Ballots in the primary election are due Tuesday, and in Seattle, voters are deciding on a new property tax to pay a $270 million maintenance backlog at local parks.
If the proposition is approved, it would mean $70 to $200 more a year for the average homeowner.
But it's all variable, because Proposition 1 would create a new independent taxing authority run by the Seattle City Council.
Councilmembers would decide how much to raise taxes, without the public’s input, to maintain parks and playgrounds.
Supporters say tax revenue, wiped out by the Tim Eyeman tax initiatives in the early 2000s, led to a $270 million backlog of maintenance for Seattle parks.
They say the only answer is to raise property taxes, which could lead to higher rates for renters, too.
Mayor Ed Murray says there's only so much general levy funding the city can collect, so creating a Seattle Park District would free up space for other issues.

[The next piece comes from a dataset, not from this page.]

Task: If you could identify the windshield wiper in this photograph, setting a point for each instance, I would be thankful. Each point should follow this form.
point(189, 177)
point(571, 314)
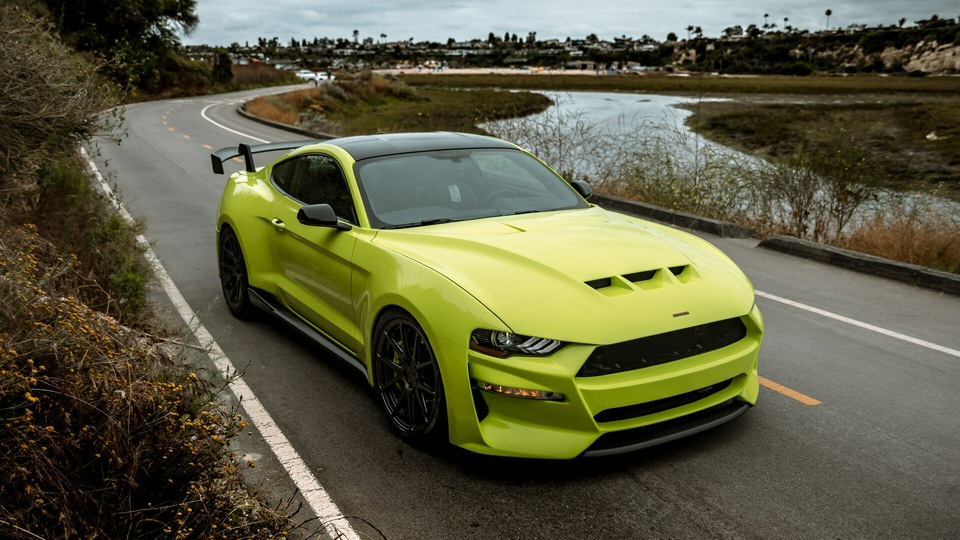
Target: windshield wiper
point(419, 223)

But the proposition would basically clear the way for the city to ask voters to approve even more taxes. in the future.
On Tuesday, the last day to get ballots postmarked, less than 19 percent of registered voters in Seattle have turned in their ballots.
That means, the tax increase for all Seattle property owners may be decided by one-fifth of the people who live in the city.
Ballots must be postmarked or delivered to a drop box on Tuesday. If mailing you are mailing your ballot the best way to assure it will be counted is to have the envelope canceled by hand at the post office. If using a drop box, the ballot must be deposited by 8 p.m.